Here are four more popular Istanbul taxi scams. You can find the first six popular Istanbul taxi scams here. This page is a bonus page for subscribers to the Istanbul Checklists Series. If you haven’t subscribed yet, you can do so in the sidebar.
Higher Base Fee
- Scam — The taxi driver just dropped off a customer after a short ride and thus a small fare. Instead of resetting the meter to the base fee, he use the previous fare as the starting point, so you end up paying more than you actually should.
- Solution — Make sure that the taxi driver starts the meter at the current base taxi fee. Just do as the locals do. After getting in, just when the taxi starts moving, very ostentatiously have a look at the meter.

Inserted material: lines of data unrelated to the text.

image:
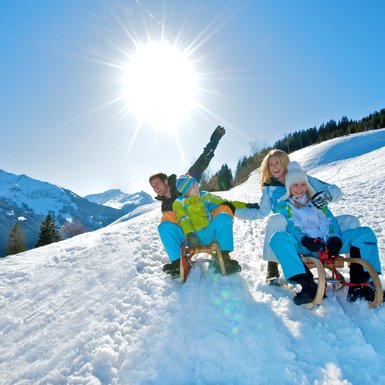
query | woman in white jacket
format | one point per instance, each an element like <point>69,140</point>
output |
<point>273,176</point>
<point>310,230</point>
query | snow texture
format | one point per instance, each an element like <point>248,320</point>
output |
<point>97,309</point>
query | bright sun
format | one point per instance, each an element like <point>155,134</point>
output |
<point>160,85</point>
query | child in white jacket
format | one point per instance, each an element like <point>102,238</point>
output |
<point>309,230</point>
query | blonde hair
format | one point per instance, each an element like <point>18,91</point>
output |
<point>265,169</point>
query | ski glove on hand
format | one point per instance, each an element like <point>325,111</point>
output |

This is not considered rude, you may even gain the driver’s respect.
Fiddling With the Meter
- Scam — This taxi scam occurs frequently with taxis where the meter is installed in the middle bottom section of the dashboard. While driving, the driver rests his hand of the gear stick. This looks innocent enough, but without you noticing he presses some buttons on the meter, every time adding a small amount or speeding up the increment.
- Solution — You could make sure one person sit in the front seat next to the driver and keeps an eye on the meter. Or, again do as locals do: every five minutes or so, very ostentatiously have a look at the meter. The driver will notice this and know you are aware of his tricks.
Fare Is Per Person
- Scam — This scam doesn’t happen often, but a few readers have complained about it, so I wanted to add it to the list. This happens mostly when you have agreed on a fixed fare, mostly for a rather short drive, e.g. 6 TL. After reaching the destination, one person hands over the money, after which the driver waits for the others to pay too, uttering that the agreed upon fare was per person.
- Solution — Taxi fares are always per vehicle, never per person. Another reason why I advise to always use the meter and not agree on fixed prices.
This is not a scam, but some Istanbul taxi drivers think the city is one giant race track. Sure, they are very experienced drivers and want to serve as much customers in a day as possible. If you ever start feeling unsafe, just tell the driver yavaş (yavash), which means as much as ‘slow down’. Just repeat the word until the driver reaches a speed you feel comfortable with. If he doesn’t comply, just get out at the first opportunity you have.
Again, the Majority Is Honest
Let this list not scare you or assume that there are no honest taxi drivers in Istanbul. Here’s what Tigger wrote me on 22 May, 2015:
Just to offer a counter to all these stories about unscrupulous taxi drivers …. I arrived by train from Greece on a dark, wet evening. At the station were taxi drivers, waiting for rides. Now I know Istanbul very well, but the young Greek woman I met on the train had never been there before. She was expecting her sister to collect her, but her sister was nowhere to be seen. She was terrified of being alone as she’s obviously been fed stories about the ‘terrible Turks’ so I offered to wait with her until her sister arrived.
A taxi driver approached us, and I explained why we weren’t looking for a ride. Immediately he took out his cell phone, offered it to my companion with a smile and said “Here. You can call her.” She was overwhelmed!
So, you see, the taxi drivers in Istanbul are not ALL taxi mafia. Though it’s good to be aware of those few that are, who may leave a bad taste in one’s mouth and spoil an otherwise wonderful visit.